Così mister Nicola deve assolvere a un doppio compito: far ritrovare ritmo partita a quanti più calciatori possibile e, inoltre, azzeccare la coppia d’attacco. Ne ha cambiate quattro diverse in altrettante partite: Pandev-Favilli contro il Parma, Iago dietro Destro e Pinamonti a Brescia, Favilli e Pinamonti contro la Juve, Iago e Sanabria a Udine. Solo due i gol – entrambi di Pinamonti – dei titolari e tre ottenuti con i subentri dalla panchina. Nelle prossime decisive gare Nicola deve dare stabilità alle scelte offensive perché la pressione senza palla degli attaccanti è la prima fonte di difesa di un Genoa che in questo spaccato di stagione è tutto fuorché solido. E spesso i movimenti degli attaccanti influenzano il baricentro del resto della squadra.

A circa ventiquattro ore dalla sfida con il Napoli, senza vedere gli allenamenti e senza conferenze stampa dirette, è difficile anticipare su chi ricadrà la scelta.
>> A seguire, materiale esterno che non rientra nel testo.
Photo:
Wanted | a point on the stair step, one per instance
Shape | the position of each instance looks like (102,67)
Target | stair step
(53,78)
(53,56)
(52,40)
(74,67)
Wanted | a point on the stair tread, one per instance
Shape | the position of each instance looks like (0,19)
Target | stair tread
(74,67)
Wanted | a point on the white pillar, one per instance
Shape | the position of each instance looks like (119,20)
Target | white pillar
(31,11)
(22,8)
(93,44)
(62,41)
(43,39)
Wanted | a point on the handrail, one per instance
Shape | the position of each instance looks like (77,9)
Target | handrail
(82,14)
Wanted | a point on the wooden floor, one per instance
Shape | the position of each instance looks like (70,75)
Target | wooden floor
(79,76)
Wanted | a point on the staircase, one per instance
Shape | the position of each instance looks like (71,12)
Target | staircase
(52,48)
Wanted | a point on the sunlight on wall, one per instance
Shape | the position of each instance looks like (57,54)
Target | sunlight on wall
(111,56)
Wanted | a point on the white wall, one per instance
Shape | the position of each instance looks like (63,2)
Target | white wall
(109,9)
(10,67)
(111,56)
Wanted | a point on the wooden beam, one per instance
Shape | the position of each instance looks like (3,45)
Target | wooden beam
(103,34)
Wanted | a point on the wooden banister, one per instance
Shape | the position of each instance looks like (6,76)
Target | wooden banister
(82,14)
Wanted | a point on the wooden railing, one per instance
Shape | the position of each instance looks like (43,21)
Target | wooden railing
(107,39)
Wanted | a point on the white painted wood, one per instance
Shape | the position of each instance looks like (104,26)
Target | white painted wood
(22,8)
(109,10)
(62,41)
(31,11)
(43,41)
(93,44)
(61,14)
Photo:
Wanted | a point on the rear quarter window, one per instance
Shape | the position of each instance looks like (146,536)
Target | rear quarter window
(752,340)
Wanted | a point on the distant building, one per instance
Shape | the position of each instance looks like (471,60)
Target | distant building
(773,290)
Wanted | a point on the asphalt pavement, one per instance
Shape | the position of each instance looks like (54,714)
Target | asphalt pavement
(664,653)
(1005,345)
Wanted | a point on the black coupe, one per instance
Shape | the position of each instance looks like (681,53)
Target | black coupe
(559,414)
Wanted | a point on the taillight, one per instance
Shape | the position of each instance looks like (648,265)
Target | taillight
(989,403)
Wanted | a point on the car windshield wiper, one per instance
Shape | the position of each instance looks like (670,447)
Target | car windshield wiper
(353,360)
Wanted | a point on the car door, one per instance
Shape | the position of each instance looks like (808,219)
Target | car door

Pinamonti sembra l’attaccante più in condizione perché trova il gol da tre partite di fila e domani può essere la volta buona per rivedere dall’inizio la coppia migliore con Antonio Sanabria, gestito in crescendo da mister Nicola dal punto di vista del minutaggio (mezz’ora a Brescia, un tempo contro la Juve e 77′ al Friuli). È tempo che l’attacco torni ad avere dei padroni.